Set up automation to continually scan your environment for new workloads, cloud instances and configuration changes, and you’ll be notified when changes are made that fall outside your security policies and controls. Build automation through security engineering to automatically apply security policies to new servers and instances. This will bring them into the fold of your security and technology policies and ensure your environment is fully covered as it scales.
2. Enable DevSecOps security champions
Developers want to do the right thing. Educate them in security to encourage a broader awareness and competence. Companies that do this well have a DevSecOps security champion. These experts ensure processes are fully integrated and help drive good security practices within their teams. Train all these people well, make them accountable and incentivize everyone to integrate good security practices.
This involves building security into apps before you take them to market. Automate secure code development, fault identification and insecure code library scanning, and build automated protections into code. If a database identifies that a server keeps getting unusual actions, have the app turn down that database and spin up another. As code is committed, use dynamic scanning and analysis to create an automated feedback loop that informs about bugs and vulnerabilities.
Your DevSecOps security champion will ingrain these things into processes and the very culture of your company. They will ensure developers use the right processes and talk to the right people, lowering the chances of problems and putting security at the heart of everything you do.
3. Leverage security monitoring and automation for incident response
This is an area where we’re starting to see a lot more investment in orchestration of risk. That can happen through automating investigation when an event happens and/or by having an automated response. Tools are available to do this now and AI will play an increasing role in the future. More hesitant organizations, slower to embrace automation and cloud native approaches, may leave more humans in the chain; but automation will still be beneficial through making it easier for them to analyze and respond.
Whatever level of automation maturity your organization is at, have your incident response plan documented — many companies do not. This can waste time during critical moments if someone is faced with an alert and doesn’t know what to do. For common security incidents that keep recurring, establish a runbook. Where possible, mitigate issues with code and automate remediation steps.
4. Continually evolve and extend security and automation
Do not assume you can ‘spin up and forget’ when security threats you face change rapidly and constantly. Instead, security automation must be maintained and continually evolved to meet new threats, whether that means adjusting practices, applications, rule sets, vulnerabilities or what’s acceptable from a risk standpoint.
Constantly identify new opportunities to automate — not least manual administration tasks — to free up people’s time for more important things. Use AI to help respond to situations and determine appropriate responses, and to evaluate policy rules before they are implemented. Make AI something that can safeguard you from human issues and ensure your people aren’t flooded with alerts by filtering out what doesn’t matter.

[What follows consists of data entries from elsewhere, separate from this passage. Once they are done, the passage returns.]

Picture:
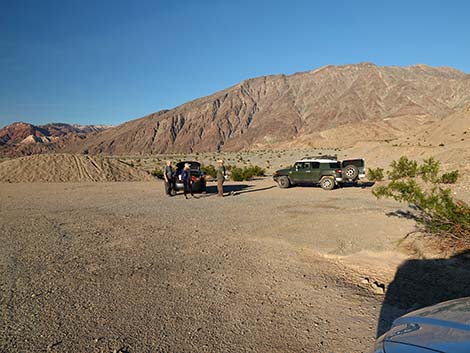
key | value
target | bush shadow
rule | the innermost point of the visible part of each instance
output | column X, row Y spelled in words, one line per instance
column 419, row 283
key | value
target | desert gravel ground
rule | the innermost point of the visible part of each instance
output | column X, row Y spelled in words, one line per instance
column 120, row 267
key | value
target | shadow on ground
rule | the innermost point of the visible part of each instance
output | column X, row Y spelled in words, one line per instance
column 420, row 283
column 236, row 189
column 361, row 185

Failure tends to occur when companies are afraid of making changes and breaking existing automation (in which case, they are not agile) or when security fails because it’s not appropriate anymore and you have more exposure than expected (in which case, you have bigger problems).
The future of security automation
AI will increasingly play a far greater role in security automation, but we must avoid the assumption this means it will take people’s jobs. AI is best considered an assistant in the cybersecurity world. It makes people’s jobs easier and better, safeguards us from misconfigurations and allows people to focus on what matters — rather than wasting time on 500 things that don’t and missing the one thing that does.
In the near future, we’ll see better tooling for development. Automated response capabilities will improve, with developers commonly integrating self-healing and self-protection into applications by shutting down an instance when suspicious login activity is detected. We’ll more often use AI to determine appropriate responses to issues and smarter AI administration that evaluates policy prior to implementation.
Longer term, we may well see AI play an even bigger role, with automated deception technologies that confuse attackers by randomly changing a VPC layout or spinning up a slew of tempting VMs to add noise by way of a self-constructed honeypot. That might sound a little out there, but it’s within the realm of possibility and serves to highlight the pace of change we’re seeing in this space.
So whatever aspects of security automation you want to take advantage of, start today to ensure you remain competitive and don’t get left behind.